Adolescence : attention, virage difficile !

Le passage de l’enfance à l’âge adulte est toujours un moment sensible. Cette période de mutation peut être douloureuse, et le mal-être s’exprime souvent par des conduites à risques.
 
La priorité : repérer et orienter rapidement ces jeunes vers des professionnels qualifiés. Pour prévenir des crises et agir sur les symptômes avant qu'ils ne se chronicisent.
Le passage de l’enfance à l’âge adulte est toujours un moment sensible. Cette période de mutation peut être douloureuse, et le mal-être s’exprime souvent par des conduites à risques.
 
La priorité : repérer et orienter rapidement ces jeunes vers des professionnels qualifiés. Pour prévenir des crises et agir sur les symptômes avant qu'ils ne se chronicisent.
Le programme en bref
Soutenir les jeunes en souffrance psychique

Suicides et tentatives de suicide, troubles du comportement alimentaire, consommation de drogue, d’alcool et de tabac, addiction aux jeux vidéo, repli sur soi, émergence de troubles psychiatriques… le « mal-être » adolescent peut prendre des formes multiples, parfois très dangereuses. Et le confinement et ses conséquences ont pu déclencher, accélérer ou renforcer ces troubles chez certains d’entre eux.

Pendant la crise, l’isolement social, l’exacerbation du sentiment de solitude, la rupture de prise en charge et d’accès aux dispositifs de droit commun ou encore d’éventuelles tensions familiales sont venus s’ajouter au stress et à l’angoisse de la contamination. En outre, le retentissement psychosocial de ses conséquences est immense, y compris sur les jeunes qui risquent de lui payer un lourd tribut : décrochage scolaire, difficultés d’accès à l’emploi, aux formations…. Les décompensations et les passages à l’acte peuvent en être accrus, comme l’atteste l’étude de simulations réalisée par l’Association médicale australienne qui prédit une hausse moyenne de 25 % à 30 % de suicides chez les jeunes.

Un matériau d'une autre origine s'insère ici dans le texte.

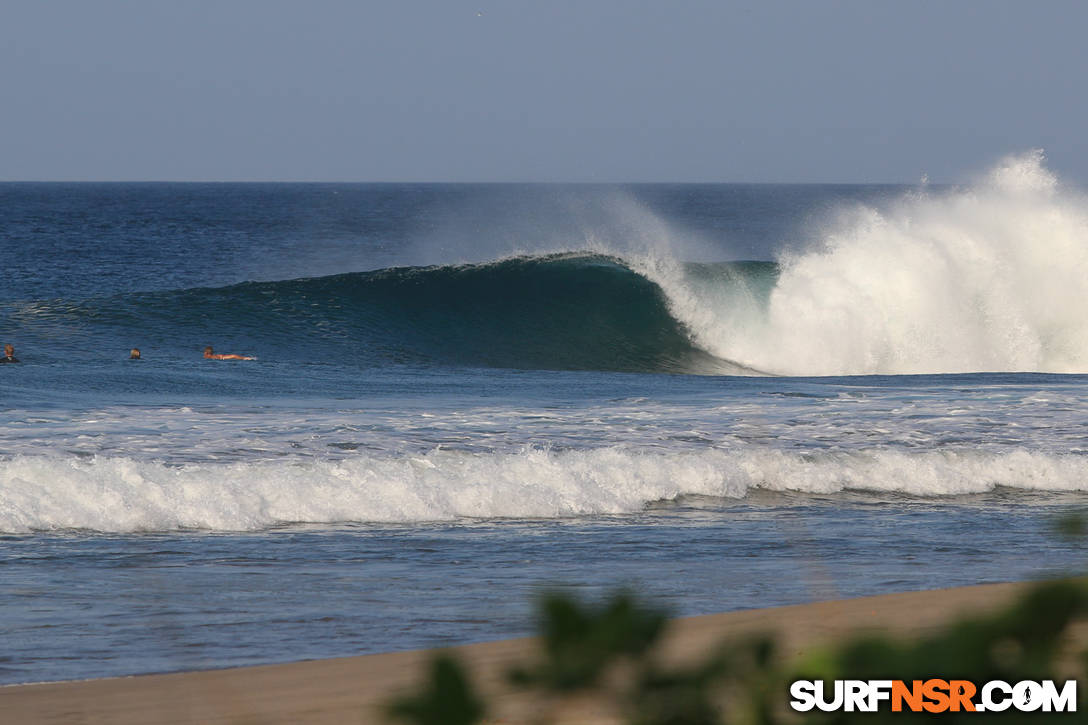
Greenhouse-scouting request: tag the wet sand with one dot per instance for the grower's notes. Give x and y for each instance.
(354, 689)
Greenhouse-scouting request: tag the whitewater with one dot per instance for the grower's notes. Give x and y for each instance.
(726, 395)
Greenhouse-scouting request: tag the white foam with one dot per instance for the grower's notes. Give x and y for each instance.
(122, 495)
(989, 278)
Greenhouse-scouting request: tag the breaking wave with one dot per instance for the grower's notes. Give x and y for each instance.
(123, 495)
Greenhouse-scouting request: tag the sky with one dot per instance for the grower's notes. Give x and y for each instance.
(556, 90)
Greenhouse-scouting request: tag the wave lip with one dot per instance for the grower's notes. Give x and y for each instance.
(566, 311)
(125, 495)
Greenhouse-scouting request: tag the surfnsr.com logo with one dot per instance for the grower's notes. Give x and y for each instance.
(932, 696)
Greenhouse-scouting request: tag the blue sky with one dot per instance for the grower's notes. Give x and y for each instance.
(517, 90)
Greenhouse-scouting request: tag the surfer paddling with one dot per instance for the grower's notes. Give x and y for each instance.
(211, 355)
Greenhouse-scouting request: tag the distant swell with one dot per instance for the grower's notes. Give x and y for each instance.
(987, 278)
(122, 494)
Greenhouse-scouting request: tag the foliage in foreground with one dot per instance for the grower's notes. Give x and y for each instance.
(610, 652)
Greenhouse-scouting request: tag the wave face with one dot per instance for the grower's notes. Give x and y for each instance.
(990, 278)
(554, 311)
(122, 494)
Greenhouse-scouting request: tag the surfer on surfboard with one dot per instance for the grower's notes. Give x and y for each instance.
(210, 355)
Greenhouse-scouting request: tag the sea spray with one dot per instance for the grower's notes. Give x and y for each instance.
(986, 278)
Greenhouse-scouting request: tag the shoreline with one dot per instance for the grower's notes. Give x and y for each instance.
(355, 688)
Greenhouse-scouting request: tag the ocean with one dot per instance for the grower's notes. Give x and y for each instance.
(721, 396)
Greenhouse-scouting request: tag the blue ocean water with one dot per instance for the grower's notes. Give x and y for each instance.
(722, 395)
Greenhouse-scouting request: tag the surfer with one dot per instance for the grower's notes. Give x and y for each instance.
(210, 355)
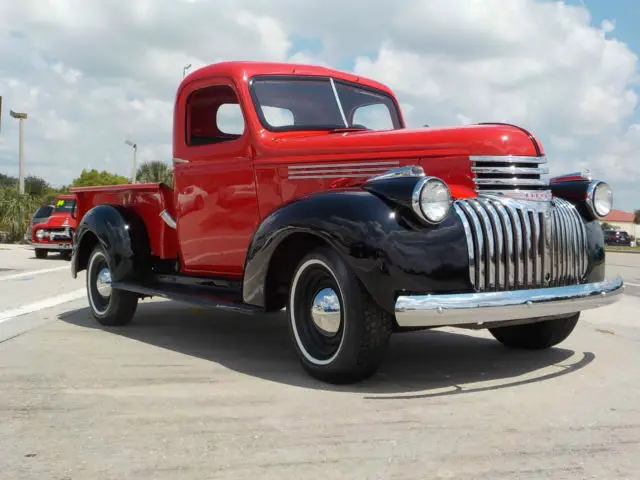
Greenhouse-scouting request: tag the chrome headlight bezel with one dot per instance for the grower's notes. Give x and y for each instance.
(591, 201)
(417, 200)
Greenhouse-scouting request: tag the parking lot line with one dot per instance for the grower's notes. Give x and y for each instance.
(41, 305)
(16, 276)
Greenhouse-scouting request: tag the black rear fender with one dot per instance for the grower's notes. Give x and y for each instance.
(123, 235)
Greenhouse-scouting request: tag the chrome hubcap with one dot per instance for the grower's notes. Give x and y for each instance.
(325, 312)
(104, 282)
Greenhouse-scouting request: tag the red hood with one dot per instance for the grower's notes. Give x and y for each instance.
(442, 152)
(450, 141)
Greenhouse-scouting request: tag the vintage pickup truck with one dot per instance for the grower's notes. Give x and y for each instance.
(55, 233)
(301, 187)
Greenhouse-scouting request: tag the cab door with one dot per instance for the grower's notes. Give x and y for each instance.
(215, 190)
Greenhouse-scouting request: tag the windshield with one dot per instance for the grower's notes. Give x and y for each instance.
(43, 212)
(318, 103)
(64, 205)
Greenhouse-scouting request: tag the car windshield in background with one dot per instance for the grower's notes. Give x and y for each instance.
(43, 212)
(65, 205)
(318, 103)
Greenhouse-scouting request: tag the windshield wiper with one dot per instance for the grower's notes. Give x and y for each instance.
(348, 129)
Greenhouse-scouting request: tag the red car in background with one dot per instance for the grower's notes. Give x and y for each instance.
(56, 233)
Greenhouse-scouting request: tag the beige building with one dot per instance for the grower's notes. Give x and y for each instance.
(623, 221)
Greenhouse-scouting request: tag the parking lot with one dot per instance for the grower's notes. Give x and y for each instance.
(187, 394)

Bien qu’en recul depuis 10 ans, le suicide représente encore 16 % des décès des 15-25 ans et la récente étude I-Share (Inserm) révèle que 23 % des étudiants ont eu des idées suicidaires.

De manière générale, l’adolescence peut être une période de vulnérabilité pendant laquelle les jeunes expriment rarement le besoin d’être aidés. Un accompagnement précoce permet souvent de dénouer les situations à risques avant qu’elles ne s’aggravent.

Par ailleurs, la guérison et l’autonomie des jeunes se trouvent favorisées lorsqu’ils adhèrent aux soins qui leur sont proposés et que leurs proches sont impliqués.

C’est pourquoi depuis janvier 2016, notre intervention cible particulièrement des actions articulées autour du parcours de soins, pour permettre un repérage plus rapide et une meilleure prise en charge des adolescents, des jeunes adultes et de leur entourage.

Notre objectif est triple :

  1. renforcer le repérage précoce des jeunes présentant des souffrances psychiques et/ou l’émergence de troubles psychiatriques par une approche globale ;
  2. faciliter l’accès ou l’adhésion aux parcours de soins[1] des jeunes par le développement de partenariats intersectoriels ;
  3. encourager l’autonomisation des jeunes et promouvoir des actions incluant les jeunes et leur entourage (parents, fratries, proches, etc.).
 

[1] Selon la définition de l’ARS, le parcours de soins s’entend comme « la trajectoire globale des patients et usagers dans leur territoire de santé (…). Il nécessite l’action coordonnée des acteurs de la prévention, du sanitaire, du médico-social et du social ».